= Passenger leukocyte =

Type of cell

In tissue and organ transplantation, the passenger leukocyte theory is the proposition that leucocytes within a transplanted allograft sensitize the recipient's alloreactive T-lymphocytes, causing transplant rejection.

The concept was first proposed by George Davis Snell and the term coined in 1968 when Elkins and Guttmann showed that leukocytes present in a donor graft initiate an immune response in the recipient of a transplant.

== Immunogenicity reduction research ==
An experimental study using rat islet allografts found that dendritic cells, which are a type of passenger leukocyte, play a key role in the initiation of transplant rejection. In the 1984 study, donor dendritic cells were subjected to UV irradiation before the transplantation. This treatment significantly reduced their ability to activate the recipient's T cells in mixed lymphocyte reactions or MLRs. This resulted in graph survival increasing from an average of 4.6 days to 18 days in patients with no immunosuppressive drug intake.

A second study in 1984 (Faustman et al.) illustrated that donor dendritic cells, an essential component of the passenger leukocyte population, were insufficient to trigger acute rejection of pancreatic islet allografts in mice. Donor islets that were pretreated with a dendritic specific antibody, 33D1, resulted in survival of over 200 days. Untreated grafts were rejected within 12 days.

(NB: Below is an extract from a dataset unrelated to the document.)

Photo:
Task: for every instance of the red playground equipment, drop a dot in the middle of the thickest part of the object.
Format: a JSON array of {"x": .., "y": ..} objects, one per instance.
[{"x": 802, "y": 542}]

Additionally, a 1995 study demonstrated that obstructing the CD40-CD40L pathway using an anti-CD40L antibody could result in regulation in immune activity of the donor lymphocytes. This, along with donor lymphocyte pretreatment, prolonged the pancreatic islet allograft survival in mice, sometimes permanently. Emphasizing the role of passenger leukocyte-derived costimulation when it comes to graft rejection and demonstrated that disrupting it could induce transplant tolerance without physically removing donor leukocytes.

Recent findings suggest that passenger leukocytes may also impair graft quality through innate immune pathways. In a 2023 study using ex vivo lung perfusion showed that donor derived leukocytes that underwent pyroptosis  negatively affected the viability of lung grafts prior to transplantation. Nearly 26% of cells recovered during ex vivo lung perfusion were pyroptotic leukocytes. Additionally lungs with higher proportions of these cells showed reduced oxygenation capacity and increased inflammatory cytokines. This suggests that the minimizing of the immunogenicity may reduce the risk of rejection and improve graft viability and function.

Beyond cell depletion and costimulation studies, researchers have examined how the movement and fate of passenger leukocytes influence transplant outcomes. In a 2013 mouse liver transplant study, donor derived leukocytes were found to migrate rapidly to recipient lymphoid organs, with T and B cells reaching the lymph nodes and spleen within 1.5 hours after transplantation. In contrast, NK and NKT cells remained primarily in the liver. The study also showed early activation of recipient CD8⁺ T cells between 2 and 5 hours post transplant, followed by rapid deletion within 24 to 48 hours, a level of deletion greater than previously reported. This may help explain the frequent spontaneous acceptance seen in liver allografts. The findings suggest that migration patterns of different leukocyte subsets can influence immune response and that the spleen and lymph nodes may play distinct roles in tolerance induction.

=== Reevaluation ===
A 2016 study published in Science Immunology challenged the prevailing passenger leukocyte theory by showing that donor derived exosomes, not intact leukocytes, are the main drivers of T cell activation after transplantation. These exosomes, which carry donor MHC molecules, were taken up by recipient antigen presenting cells and displayed through a process called MHC cross-dressing. Recipient APCs presenting donor MHC robustly activated alloreactive T cells in both lab assays and mouse models of skin and heart transplants. In contrast, donor leukocytes appeared in low numbers and had minimal impact on T cell responses. The findings suggest that exosomes could play a more central role in early transplant rejection than previously recognized.